Muhammadafi Mulantara Berhasil Tembus Jurnal Terakreditasi Sinta 5

Mempublikasikan artikel ilmiah di jurnal terakreditasi adalah impian banyak akademisi, tak terkecuali mahasiswa. Prestasi ini tentunya menjadi sebuah bukti nyata terkait kemampuan mahasiswa dalam melakukan penelitian dan kontribusi nyata dalam ilmu pengetahuan. Salah satu mahasiswa yang berhasil menembus publikasi di junal terakreditasi adalah Muhammadafi Mulantara, mahasiswa Program Studi Ilmu Komunikasi angkatan 2023.

Mahasiswa yang biasa dipanggil Afi ini berhasil mempublikasikan artikel dengan judul “Pengaruh Adiksi Media Sosial terhadap Tingkat Depresi Mahasiswa Studi Kuantitatif di Universitas Padjadjaran” pada jurnal Jurnal Penelitian Inovatif (JUPIN) yang terakreditasi Sinta 5. Penelitian ini membahas tentang apakah terdapat pengaruh dari adiksi penggunaan media sosial terhadap tingkat depresi seseorang.

Afi menyebutkan alasannya membuat penelitian ini, yaitu karena media sosial adalah hal yang dekat dengan kehidupan kita dan pasti semua orang menggunakannya, kemudian belakangan ini sering ada isu-isu mengenai mental health yang diangkat.
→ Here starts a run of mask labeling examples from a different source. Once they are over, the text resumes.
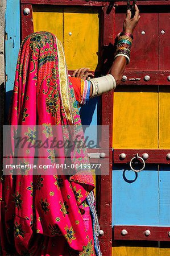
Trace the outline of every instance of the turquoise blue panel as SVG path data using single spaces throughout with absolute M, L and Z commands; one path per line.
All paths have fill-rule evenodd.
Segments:
M 159 225 L 159 172 L 156 166 L 139 173 L 114 165 L 112 172 L 112 224 Z
M 159 225 L 170 225 L 170 166 L 160 166 L 159 172 Z
M 7 115 L 14 87 L 16 64 L 20 47 L 19 0 L 7 0 L 5 15 L 6 113 Z

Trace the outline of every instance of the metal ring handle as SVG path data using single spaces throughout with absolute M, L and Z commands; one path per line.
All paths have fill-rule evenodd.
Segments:
M 133 167 L 132 167 L 132 160 L 133 160 L 134 159 L 135 159 L 136 158 L 137 158 L 137 159 L 140 159 L 140 160 L 142 160 L 142 163 L 143 163 L 143 167 L 142 168 L 142 169 L 135 170 L 135 169 L 134 169 Z M 143 160 L 143 159 L 142 158 L 141 158 L 140 156 L 138 156 L 138 153 L 136 154 L 136 155 L 135 156 L 134 156 L 134 158 L 132 158 L 131 159 L 131 160 L 130 161 L 129 164 L 130 164 L 130 168 L 131 168 L 131 170 L 132 170 L 132 171 L 134 171 L 134 172 L 140 172 L 140 171 L 142 171 L 142 170 L 144 168 L 144 167 L 145 167 L 145 162 L 144 162 L 144 160 Z

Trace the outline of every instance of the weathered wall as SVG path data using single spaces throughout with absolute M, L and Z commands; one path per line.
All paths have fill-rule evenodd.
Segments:
M 5 14 L 6 0 L 0 2 L 0 85 L 4 86 L 5 79 L 5 59 L 4 59 L 4 34 L 5 34 Z
M 6 0 L 0 1 L 0 152 L 1 170 L 2 157 L 2 125 L 3 124 L 3 109 L 5 94 L 5 14 Z
M 5 88 L 5 14 L 6 0 L 0 1 L 0 125 L 3 124 Z

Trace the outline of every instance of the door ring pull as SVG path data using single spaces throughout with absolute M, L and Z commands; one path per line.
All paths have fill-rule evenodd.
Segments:
M 143 167 L 142 167 L 141 169 L 139 169 L 139 170 L 135 170 L 135 169 L 134 169 L 133 167 L 132 167 L 132 160 L 134 160 L 134 159 L 140 159 L 140 160 L 142 160 L 142 162 L 143 163 Z M 132 158 L 131 159 L 131 160 L 130 161 L 129 164 L 130 164 L 130 167 L 132 171 L 134 171 L 134 172 L 140 172 L 140 171 L 142 171 L 142 170 L 144 168 L 144 167 L 145 167 L 145 162 L 144 162 L 144 160 L 143 160 L 143 159 L 142 158 L 141 158 L 140 156 L 139 156 L 138 153 L 136 154 L 136 155 L 135 155 L 135 156 L 134 156 L 134 158 Z

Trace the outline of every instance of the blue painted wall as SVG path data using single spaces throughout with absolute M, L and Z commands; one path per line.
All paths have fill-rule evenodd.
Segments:
M 112 172 L 112 223 L 157 226 L 159 172 L 147 167 L 138 174 L 120 165 Z
M 14 87 L 17 57 L 20 47 L 19 0 L 7 0 L 5 15 L 6 114 L 7 116 Z

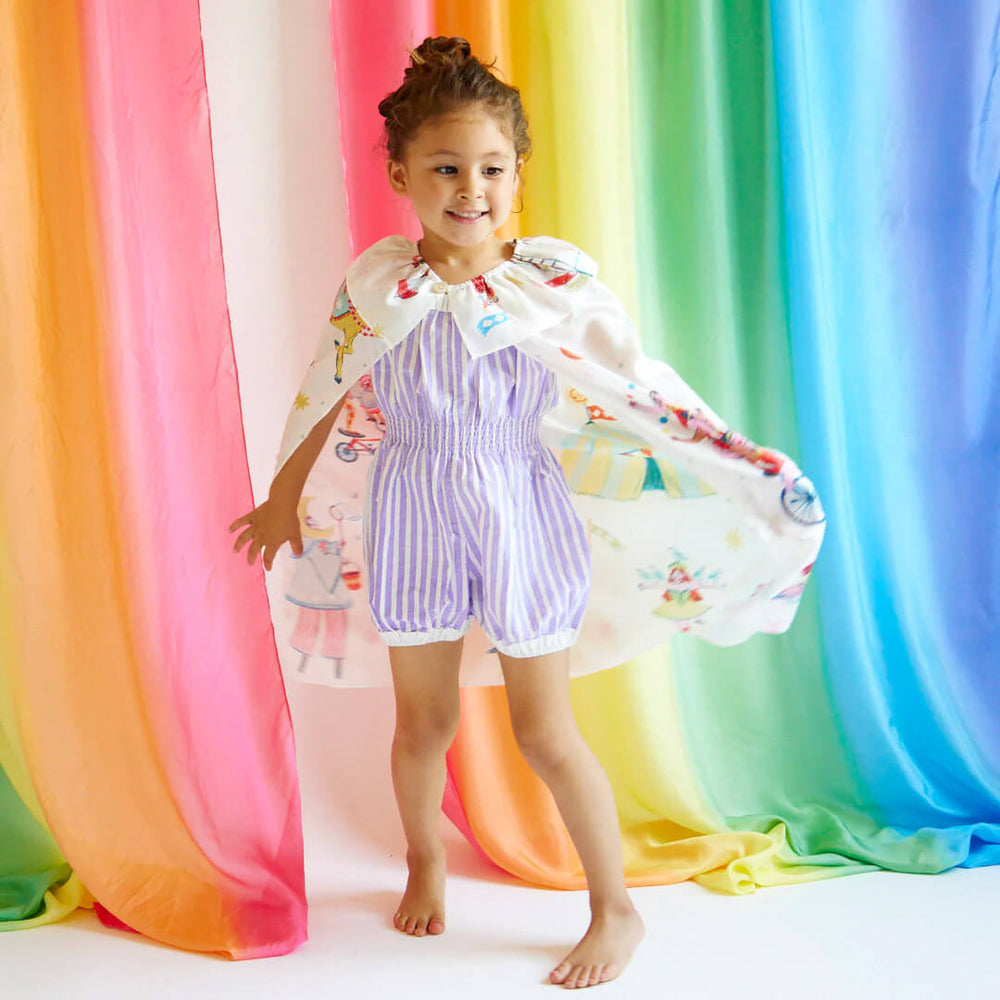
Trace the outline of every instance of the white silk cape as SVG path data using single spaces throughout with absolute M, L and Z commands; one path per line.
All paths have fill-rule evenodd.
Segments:
M 402 236 L 350 265 L 276 467 L 348 394 L 299 506 L 303 555 L 283 547 L 276 562 L 282 658 L 300 679 L 391 683 L 362 548 L 384 425 L 367 373 L 433 309 L 454 315 L 473 357 L 516 345 L 557 380 L 541 439 L 566 475 L 592 559 L 571 675 L 623 663 L 678 632 L 728 646 L 789 627 L 823 538 L 815 489 L 790 458 L 726 428 L 669 365 L 646 357 L 596 272 L 575 246 L 544 236 L 518 239 L 512 259 L 459 285 L 441 281 Z M 460 681 L 503 682 L 478 623 Z

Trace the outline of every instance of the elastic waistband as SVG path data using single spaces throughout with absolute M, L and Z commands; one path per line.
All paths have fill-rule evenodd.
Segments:
M 536 451 L 541 447 L 538 422 L 497 424 L 412 424 L 386 420 L 384 445 L 433 448 L 436 451 Z

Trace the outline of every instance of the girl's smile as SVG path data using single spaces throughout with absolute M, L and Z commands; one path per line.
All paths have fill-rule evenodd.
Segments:
M 521 161 L 488 110 L 466 107 L 425 122 L 388 171 L 417 213 L 420 250 L 437 273 L 462 281 L 505 256 L 493 233 L 510 215 Z

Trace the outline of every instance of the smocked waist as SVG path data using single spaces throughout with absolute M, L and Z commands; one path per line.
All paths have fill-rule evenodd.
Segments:
M 539 421 L 506 420 L 499 423 L 458 424 L 386 419 L 382 445 L 432 448 L 435 451 L 537 451 Z

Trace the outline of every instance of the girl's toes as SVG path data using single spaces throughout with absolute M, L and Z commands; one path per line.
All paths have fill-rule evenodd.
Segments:
M 570 964 L 569 962 L 560 962 L 550 973 L 549 979 L 554 983 L 565 983 L 566 977 L 569 975 Z

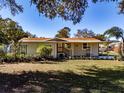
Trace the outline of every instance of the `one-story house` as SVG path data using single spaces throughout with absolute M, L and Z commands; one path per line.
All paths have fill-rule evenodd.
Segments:
M 52 47 L 51 56 L 98 56 L 99 44 L 104 41 L 96 38 L 23 38 L 21 52 L 27 55 L 37 55 L 39 44 L 46 44 Z

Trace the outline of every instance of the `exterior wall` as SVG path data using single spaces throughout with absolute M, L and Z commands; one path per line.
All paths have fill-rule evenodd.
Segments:
M 51 56 L 57 57 L 57 43 L 22 43 L 21 45 L 27 45 L 27 55 L 34 56 L 37 55 L 37 48 L 40 44 L 47 44 L 52 46 Z M 98 43 L 89 43 L 90 55 L 98 56 Z M 86 55 L 87 50 L 83 49 L 83 43 L 71 43 L 71 56 L 82 56 Z
M 35 56 L 37 54 L 37 48 L 40 44 L 46 44 L 52 46 L 52 53 L 51 56 L 56 57 L 56 44 L 55 43 L 21 43 L 21 45 L 27 45 L 27 55 L 29 56 Z
M 99 44 L 98 43 L 91 43 L 91 56 L 98 56 L 99 55 Z
M 87 51 L 85 49 L 83 49 L 83 43 L 74 43 L 74 49 L 73 52 L 74 54 L 72 56 L 82 56 L 82 55 L 86 55 L 87 52 L 90 53 L 91 56 L 98 56 L 98 48 L 99 45 L 98 43 L 89 43 L 88 44 L 90 46 L 90 50 Z

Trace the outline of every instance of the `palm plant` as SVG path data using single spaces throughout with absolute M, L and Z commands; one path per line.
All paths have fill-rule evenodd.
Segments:
M 114 26 L 108 29 L 107 31 L 105 31 L 104 35 L 107 35 L 109 38 L 115 37 L 116 39 L 122 40 L 121 52 L 120 52 L 120 55 L 122 57 L 124 55 L 124 47 L 123 47 L 124 46 L 124 30 L 119 27 Z

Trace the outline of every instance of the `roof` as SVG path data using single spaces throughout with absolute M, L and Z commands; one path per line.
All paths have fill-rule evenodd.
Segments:
M 21 42 L 102 42 L 96 38 L 23 38 Z
M 45 42 L 49 39 L 50 38 L 23 38 L 20 41 L 21 42 Z

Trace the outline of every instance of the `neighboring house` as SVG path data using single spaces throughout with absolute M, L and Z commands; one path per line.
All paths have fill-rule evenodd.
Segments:
M 23 38 L 21 42 L 21 53 L 37 55 L 37 48 L 40 44 L 52 47 L 51 56 L 98 56 L 100 41 L 95 38 Z

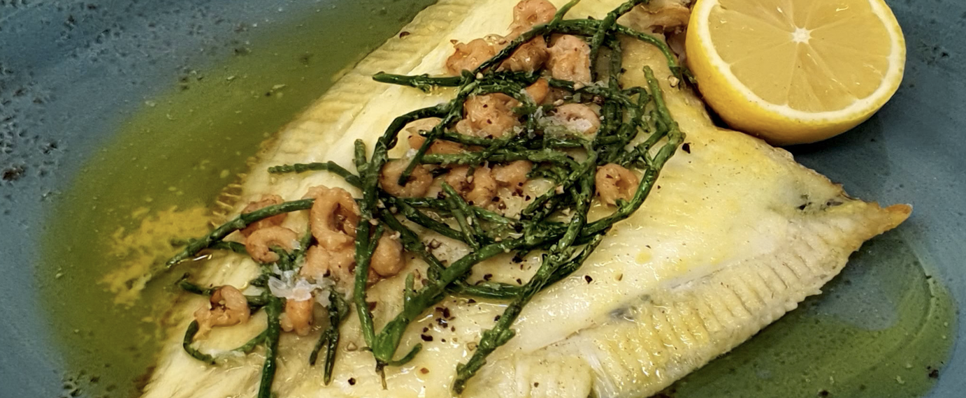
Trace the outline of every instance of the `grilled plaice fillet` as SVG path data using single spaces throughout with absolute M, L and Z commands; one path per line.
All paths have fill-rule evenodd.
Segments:
M 441 0 L 422 12 L 404 28 L 410 35 L 370 54 L 266 146 L 235 211 L 265 193 L 298 199 L 318 185 L 358 195 L 327 173 L 273 176 L 267 168 L 333 160 L 352 169 L 354 140 L 361 138 L 371 148 L 393 117 L 451 95 L 427 95 L 370 76 L 380 71 L 440 74 L 452 52 L 450 40 L 504 34 L 515 3 Z M 600 18 L 617 4 L 584 0 L 569 16 Z M 622 22 L 645 29 L 635 23 L 646 19 L 632 14 Z M 632 41 L 624 45 L 627 84 L 644 85 L 644 65 L 655 70 L 672 116 L 688 134 L 687 147 L 665 166 L 644 206 L 617 224 L 580 270 L 525 307 L 514 326 L 516 336 L 489 357 L 463 396 L 654 394 L 752 337 L 807 296 L 819 294 L 863 242 L 895 227 L 911 211 L 853 199 L 785 151 L 716 128 L 697 98 L 670 86 L 674 79 L 660 52 Z M 298 216 L 289 218 L 294 228 L 303 225 Z M 526 280 L 539 262 L 524 260 L 513 263 L 509 254 L 494 259 L 477 266 L 473 277 L 491 273 L 499 280 Z M 377 327 L 398 311 L 408 271 L 424 265 L 411 260 L 407 267 L 371 288 Z M 193 272 L 202 282 L 243 287 L 257 270 L 250 259 L 225 255 Z M 205 300 L 185 297 L 172 310 L 172 332 L 144 397 L 255 395 L 260 352 L 208 365 L 182 350 L 191 312 Z M 374 371 L 372 355 L 361 350 L 365 344 L 355 316 L 343 326 L 327 386 L 321 366 L 309 366 L 307 359 L 321 330 L 305 337 L 285 333 L 273 390 L 280 397 L 451 396 L 457 363 L 469 358 L 481 330 L 502 308 L 497 301 L 459 298 L 439 303 L 407 330 L 399 353 L 417 343 L 424 348 L 407 365 L 386 369 L 387 389 Z M 207 352 L 236 347 L 264 325 L 259 314 L 244 326 L 215 328 L 198 344 Z

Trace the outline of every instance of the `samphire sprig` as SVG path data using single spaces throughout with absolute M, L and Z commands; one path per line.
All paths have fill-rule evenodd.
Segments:
M 475 297 L 507 300 L 504 312 L 495 325 L 480 336 L 476 350 L 466 363 L 455 369 L 452 388 L 455 393 L 464 390 L 467 383 L 486 364 L 487 356 L 499 346 L 513 338 L 514 322 L 529 300 L 543 289 L 566 278 L 581 268 L 605 239 L 611 226 L 639 209 L 647 198 L 665 163 L 674 155 L 683 142 L 684 133 L 671 118 L 665 104 L 661 86 L 649 67 L 643 67 L 645 87 L 623 87 L 621 82 L 625 66 L 623 50 L 618 38 L 632 38 L 656 46 L 666 57 L 671 73 L 680 80 L 688 76 L 668 45 L 654 36 L 635 31 L 617 23 L 618 18 L 635 6 L 646 0 L 631 0 L 617 7 L 603 19 L 564 19 L 568 10 L 577 4 L 571 1 L 560 8 L 548 23 L 534 26 L 521 34 L 500 49 L 493 58 L 484 61 L 474 71 L 465 71 L 460 76 L 436 77 L 427 74 L 398 75 L 377 73 L 377 81 L 405 85 L 423 91 L 440 88 L 454 89 L 454 98 L 439 105 L 416 109 L 392 121 L 384 133 L 376 141 L 371 154 L 362 141 L 355 142 L 354 166 L 355 172 L 332 161 L 278 165 L 270 173 L 302 173 L 325 171 L 336 174 L 359 188 L 362 197 L 357 199 L 361 219 L 356 225 L 355 271 L 351 302 L 334 290 L 329 294 L 328 327 L 311 353 L 314 364 L 322 349 L 326 350 L 325 381 L 332 377 L 339 341 L 339 326 L 353 308 L 360 321 L 361 334 L 376 361 L 376 372 L 385 385 L 384 371 L 388 366 L 403 365 L 415 357 L 421 345 L 410 347 L 405 355 L 397 355 L 407 327 L 447 296 Z M 556 79 L 540 71 L 514 72 L 502 71 L 499 66 L 521 45 L 537 37 L 550 38 L 554 34 L 580 37 L 590 47 L 591 70 L 594 83 L 581 85 L 573 81 Z M 600 107 L 601 126 L 592 137 L 581 134 L 560 134 L 545 129 L 543 115 L 553 114 L 559 102 L 554 105 L 534 103 L 524 88 L 537 79 L 546 79 L 550 86 L 566 93 L 564 103 L 590 103 Z M 455 125 L 464 117 L 464 103 L 473 96 L 504 94 L 519 103 L 514 109 L 521 128 L 499 138 L 481 138 L 457 133 Z M 455 165 L 470 169 L 485 165 L 505 164 L 515 160 L 529 160 L 534 164 L 528 178 L 552 181 L 555 188 L 534 198 L 519 215 L 509 216 L 476 206 L 464 200 L 452 186 L 443 184 L 437 198 L 403 198 L 390 195 L 382 189 L 380 173 L 388 162 L 389 150 L 399 141 L 400 131 L 410 123 L 440 118 L 432 129 L 422 133 L 425 140 L 408 156 L 409 163 L 398 183 L 409 182 L 416 167 L 430 165 L 445 172 Z M 430 154 L 430 147 L 437 141 L 451 142 L 473 148 L 456 155 Z M 574 152 L 582 153 L 575 157 Z M 577 160 L 576 158 L 581 158 Z M 639 184 L 629 200 L 617 200 L 611 214 L 588 221 L 587 213 L 596 193 L 595 173 L 599 166 L 615 163 L 637 170 Z M 313 199 L 285 202 L 279 205 L 243 213 L 214 229 L 209 235 L 190 241 L 185 249 L 173 257 L 168 267 L 190 259 L 204 249 L 222 249 L 244 253 L 243 245 L 223 241 L 236 230 L 282 213 L 309 209 Z M 421 228 L 465 243 L 469 252 L 449 266 L 438 259 L 416 232 Z M 406 250 L 428 265 L 425 278 L 418 288 L 414 275 L 406 275 L 406 287 L 401 310 L 378 329 L 366 300 L 367 274 L 376 244 L 383 234 L 398 233 Z M 311 239 L 311 236 L 306 238 Z M 306 241 L 300 250 L 304 250 Z M 270 269 L 298 270 L 304 261 L 304 253 L 295 250 L 287 253 L 276 250 L 279 264 L 263 265 L 263 274 L 251 281 L 253 286 L 265 286 Z M 467 278 L 473 267 L 482 261 L 505 253 L 526 256 L 541 253 L 541 265 L 536 273 L 520 285 L 485 281 L 476 284 Z M 210 296 L 213 289 L 195 286 L 186 280 L 181 285 L 185 290 Z M 235 350 L 248 353 L 263 346 L 266 360 L 263 366 L 259 397 L 270 396 L 271 383 L 276 363 L 276 348 L 280 332 L 279 316 L 282 300 L 264 289 L 260 296 L 248 297 L 252 310 L 264 309 L 269 315 L 267 329 Z M 185 336 L 185 350 L 194 357 L 214 362 L 217 358 L 192 347 L 198 324 L 192 323 Z

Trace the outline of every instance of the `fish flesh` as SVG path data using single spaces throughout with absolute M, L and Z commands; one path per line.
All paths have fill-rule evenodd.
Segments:
M 585 0 L 568 17 L 600 19 L 620 3 Z M 273 175 L 268 168 L 332 160 L 352 169 L 355 140 L 372 148 L 395 116 L 452 95 L 378 83 L 372 75 L 441 74 L 453 51 L 451 40 L 505 34 L 515 4 L 440 0 L 421 12 L 403 29 L 408 35 L 397 35 L 369 54 L 263 146 L 243 182 L 222 197 L 228 215 L 263 194 L 298 200 L 320 185 L 359 196 L 358 189 L 328 173 Z M 634 11 L 621 23 L 646 30 L 652 18 L 653 13 Z M 664 167 L 643 207 L 616 224 L 582 268 L 524 308 L 513 327 L 515 337 L 488 358 L 462 396 L 655 394 L 751 338 L 806 297 L 821 293 L 850 253 L 911 212 L 906 205 L 882 208 L 849 197 L 787 152 L 716 127 L 701 100 L 679 87 L 660 51 L 630 40 L 623 44 L 625 83 L 643 86 L 641 68 L 654 70 L 670 113 L 687 133 L 684 147 Z M 405 151 L 402 147 L 394 151 Z M 286 222 L 304 225 L 305 218 L 290 216 Z M 440 257 L 447 255 L 445 244 L 441 250 Z M 511 258 L 497 256 L 474 267 L 470 279 L 526 280 L 540 261 L 536 255 Z M 407 268 L 418 269 L 417 263 L 411 260 Z M 204 284 L 243 289 L 259 270 L 249 258 L 222 255 L 191 272 Z M 401 307 L 406 273 L 370 289 L 369 299 L 378 303 L 377 329 Z M 192 312 L 206 301 L 185 295 L 174 305 L 166 321 L 170 337 L 143 390 L 145 398 L 255 396 L 264 353 L 227 355 L 210 365 L 182 349 Z M 308 364 L 322 330 L 285 333 L 273 391 L 306 398 L 452 396 L 456 365 L 471 355 L 481 331 L 503 308 L 501 301 L 444 298 L 409 326 L 399 352 L 419 343 L 423 350 L 406 365 L 386 368 L 385 388 L 372 355 L 362 349 L 356 317 L 342 327 L 328 385 L 321 367 Z M 247 324 L 216 327 L 198 341 L 199 350 L 237 347 L 266 322 L 259 313 Z

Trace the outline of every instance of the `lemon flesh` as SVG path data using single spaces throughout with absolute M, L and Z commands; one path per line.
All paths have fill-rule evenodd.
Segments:
M 905 41 L 882 0 L 698 0 L 687 54 L 725 122 L 789 145 L 881 108 L 902 80 Z

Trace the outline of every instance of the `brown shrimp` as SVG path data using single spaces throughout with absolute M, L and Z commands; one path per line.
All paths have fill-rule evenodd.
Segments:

Sehingga, ia cukup penasaran, apakah ada hubungan antar kedua hal ini.

“Proses penulisan artikel ini berjalan selama 1 semester ketika masuk kepada mata kuliah metode survey, mulai dari belajar literatur review, belajar untuk olah data, menyusun kuisioner yang terdiri dari 2 section (terkait adiksi media dan tingkat depresi), melakukan olah data, hingga penyusunan artikel” ujar Afi ketika ditanya mengenai proses penyusunan artikelnya.

Pencarian responden menjadi salah satu kendala yang dirasakan Afi ketika proses pembuatan artikel ini, karena cakupan yang ingin ia teliti adalah mahasiswa Universitas Padjadjaran. Namun hal ini dapat diatasi Afi dengan menyebarkan kuisioner tersebut kepada teman-temannya yang berada di luar Fakultas Ilmu Komunikasi.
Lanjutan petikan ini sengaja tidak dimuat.